Tuesday, December 9, 2008

The Problem of Grading

This week, for me, is finals week...and as always, this time of the academic year brings with it the dreadful task of poring through student journals, final papers, and final exams. My best friend was once asked, by a student, how he managed to make it through 40 ten-page papers in a week, especially when he was in the habit of giving careful feedback to each paper. His answer? "I drink."

Apparently, one student didn't chuckle with the rest of the class. Instead, he complained on the student teaching evaluation that his professor admitted to being inebriated while grading. The department head, upon reading this, felt compelled to invite my friend into his office to explain. "Oh," said my friend. "The student misunderstood. I didn't say I get drunk. I said I drink."

"Ah," replied the chair. "Very good.

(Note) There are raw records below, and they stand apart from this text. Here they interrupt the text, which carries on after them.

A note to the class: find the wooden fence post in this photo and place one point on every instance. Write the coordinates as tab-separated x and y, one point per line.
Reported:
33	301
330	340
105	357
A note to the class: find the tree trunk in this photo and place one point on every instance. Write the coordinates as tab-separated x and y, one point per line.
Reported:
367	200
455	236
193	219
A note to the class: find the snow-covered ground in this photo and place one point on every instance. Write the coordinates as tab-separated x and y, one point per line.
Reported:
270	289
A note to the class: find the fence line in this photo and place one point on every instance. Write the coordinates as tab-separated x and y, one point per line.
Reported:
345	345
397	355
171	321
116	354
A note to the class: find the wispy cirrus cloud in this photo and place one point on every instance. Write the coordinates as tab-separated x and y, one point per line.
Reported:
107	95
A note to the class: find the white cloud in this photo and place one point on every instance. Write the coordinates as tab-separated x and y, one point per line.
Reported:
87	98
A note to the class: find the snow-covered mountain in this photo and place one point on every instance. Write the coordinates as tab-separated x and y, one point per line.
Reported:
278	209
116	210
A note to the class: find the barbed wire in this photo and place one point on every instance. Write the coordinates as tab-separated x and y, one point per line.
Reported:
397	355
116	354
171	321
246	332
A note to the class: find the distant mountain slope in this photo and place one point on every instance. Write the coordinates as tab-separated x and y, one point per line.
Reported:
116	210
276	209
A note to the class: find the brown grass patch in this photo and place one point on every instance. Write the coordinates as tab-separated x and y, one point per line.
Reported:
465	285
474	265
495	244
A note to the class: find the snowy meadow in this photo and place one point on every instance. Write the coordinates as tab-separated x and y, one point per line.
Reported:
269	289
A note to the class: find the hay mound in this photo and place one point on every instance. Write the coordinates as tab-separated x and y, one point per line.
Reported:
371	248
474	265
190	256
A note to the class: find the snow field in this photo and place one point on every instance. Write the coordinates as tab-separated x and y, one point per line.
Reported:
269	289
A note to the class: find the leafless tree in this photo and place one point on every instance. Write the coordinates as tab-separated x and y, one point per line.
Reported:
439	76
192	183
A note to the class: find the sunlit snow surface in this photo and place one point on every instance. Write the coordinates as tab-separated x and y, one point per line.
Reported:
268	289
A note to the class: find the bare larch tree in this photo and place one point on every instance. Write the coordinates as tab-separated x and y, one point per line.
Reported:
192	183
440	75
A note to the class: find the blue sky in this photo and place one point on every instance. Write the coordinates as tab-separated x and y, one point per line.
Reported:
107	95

On your way, then."

Teachers have a variety of strategies for coping with grading. One friend bakes herself a tray of brownies, and rewards herself with a brownie every time she finishes some milestone number of papers. And then there is the strategy of putting the pile of exams on one side of you, and a bottle of scotch on the other. When you finish one or the other, you're done for the night.

When I'm in the middle of a stack of term papers, and I realize that even though I feel as if my brain is about to leak out my ears I still have twenty papers left to grade, I feel as if an oppressive--nay, almost demonic--power has taken over my existence, insinuating tendrils of darkness into my mind, replacing all hopeful thoughts, all joy, all images of beauty, with one more awkwardly convoluted sentence, one more fallacious argument, one more redundancy, one more "Since the beginning of time, human beings all over the planet have wrestled with questions of right and wrong, struggling with age-old questions that nobody knows the answer to. One such question is abortion."

And I think to myself, as I reach for the bottle of scotch: "Were there an all-knowing, all-powerful, and wholly-good God, then that God would know about grading. That God would be able to eliminate grading. That God would want to eliminate grading. And yet there is grading. And so, it seems, there cannot be a God." And despair seizes hold and will not release its infernal grip.

Until I realize, somehow, once more, I've finished. I've graded them all. And the clouds lift. I have passed through the dark night of the soul, and found that there is, on the far side, the golden light of dawn.

1 comment:

  1. Just like doing performance evaluations at work!